Prof. Dr. Çağatay Güler

GÜRHAN

Gürhan sınıf arkadaşım. Arkadaşlığından duyduğum gururu vurgulamak için böyle başladım onun için yazacaklarıma. Bu yazıda bir yaşam öyküsü yinelemesi de yapmayacağım. Yaşam yolculuğunda attığı her adımda bir kilometre taşı dikti. Bu kilometre taşları nedeniyle topluma hizmete yönelen herkesle birlikte yürüyor olacak.

Seçtiği doktora alanları, akademik başarıları, yaptığı hizmetler rol model özelliğini yeterince ortaya koyuyor zaten. Her aşaması genç insanlar için özenilecek bir örnek. Ben bütünü içinde bir özelliğine dikkat edilmesini istiyorum: Sunduğu her hizmeti kurumsallaştırma isteği ve bu hedefe ulaşmak için bitip tükenmez bir enerji ile çalışması.

Herhangi bir yerde bir rafa birkaç kitap dizdi ise zaman içinde onu bir kütüphane olarak görürsünüz. Bir yerde hazine sandığı olduğunu söyleseniz yerinden kıpırdatamazsınız. Ama o kütüphaneyi zenginleştirecek tek bir kitap için kilometrelerce yol yürümekten çekinmez.

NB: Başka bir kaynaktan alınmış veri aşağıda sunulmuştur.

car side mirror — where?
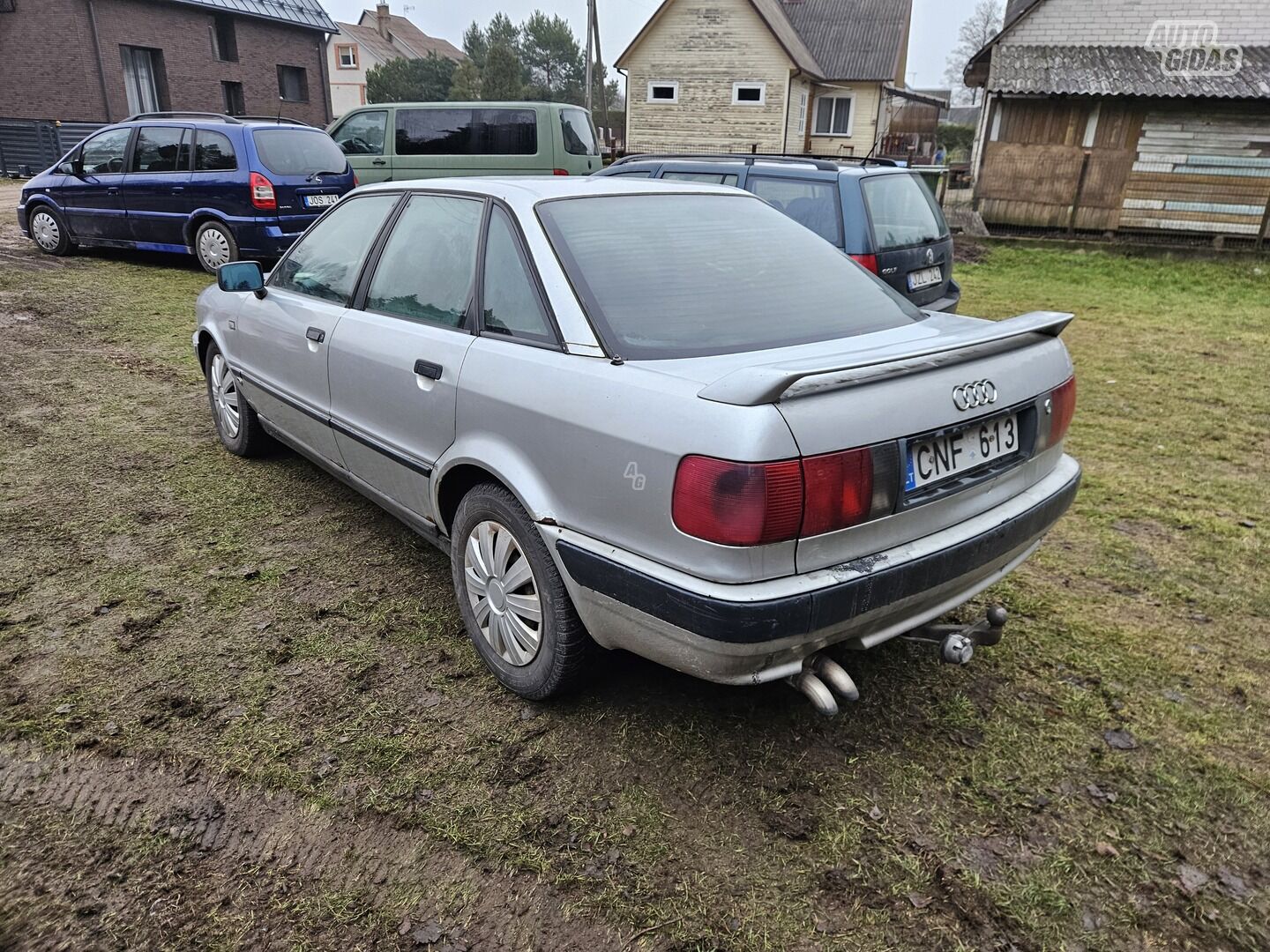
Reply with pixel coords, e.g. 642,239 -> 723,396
216,262 -> 265,297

Yıllar önce yayınına ara verilmiş olan Bakanlık dergisini canlandırmam istendiğinde onun göndermiş olduğu yayınlanmamış yazılarını görünce sevinmiş, onlarla zenginleştirmiştim ilk birkaç sayıyı. ”Fırınlarda işçi sağlığı iş güvenliği” diye anımsıyorum yazılardan birinin konusunu. Yazı yayımlandıktan sonraki “nereden çıktı fırın işçi sağlığı?” tartışmaları ve söylenenler bende saklı kalsın, Gürhan bana gönderdiği mektubun ilk satırında uzun süredir bekleyen yazının yayınlanmasında sevindiğini ifade ediyor, geri kalan bölümünde derginin kesintiye uğramadan çıkması için öneriler sıralıyordu. Kısacası “kurumsallaşmasını” öneriyordu dergi yayınının.

İş sağlığı başta olmak üzere ilgi duyduğu herhangi bir alanda hizmet açığı gördü ise bir masanın çevresindeki arkadaş sohbetiyle bile başlasa bir süre sonra bir eğitim ve hizmet kurumuna dönüştürmüştür. Onunla ilgili bir belgesel yapacak yeteneğim olsa attığı her adımın kurumsallaştırma yolunda örülen duvarın tuğlalarından ibaret olduğunu vurgulamaya ağırlık verirdim. Birkaç broşür denemesi oldu, bir baktık “Çalışma Ortamı Dergisi” bıkıp usanmadan kapımızı çalıyor.

Yaşam öyküsünde bulamayacağınız bir yönünü ben söyleyeyim, Gürhan’ın: İyi bir tiyatro eleştirmenidir. AST’ta sahnelenen Fikret Hakan’ın da rol aldığı “Durand Bulvarı’nı” izledikten sonra başlamıştı tiyatro sohbetlerimiz. Birden aklıma geldi. Devlet Tiyatrosunda oynayan “Robenson ölmemeli” adlı bir çocuk oyununu tartışmıştık uzun süre. Neden ki?

Çoğu zaman farklı yerlerden yola çıktığımız Gürhan’la yolumuz “çocuklarda” kesişirdi her zaman. Dünyanın bütün çocuklarına karşı sorumluluk duyanlardandı. 1979 yılında yazmış olduğum bir şiirin Gürhan’ın duygularını çok iyi anlattığını düşünüyorum ve çok ilginçtir bu şiirin ilk kez radyoda, çocuk saatinde okunması yine bir Fişek sayesindedir:

BİR GÜN SORARLARSA ÇOCUKLAR

bir gün sorarlarsa çocuklar

ne yaptınız

bu güzelim dünyayı

kitapları

umutları ne yaptınız

bir gün sorarlarsa

bu çocuklar

nedir bu kargaşa

bu korkular

ve

aklı

sağduyuyu

sevgiyi

ne yaptınız

bir gün sorarlarsa bu çocuklar

biz hangi yandayız

onlar

hangi yanda

nereye gitmiş bu adamın

türküsü

bir gün sorarlarsa

bu çocuklar

Gürhan sınıf arkadaşım. Onu hep sevgi ve saygıyla özleyeceğim.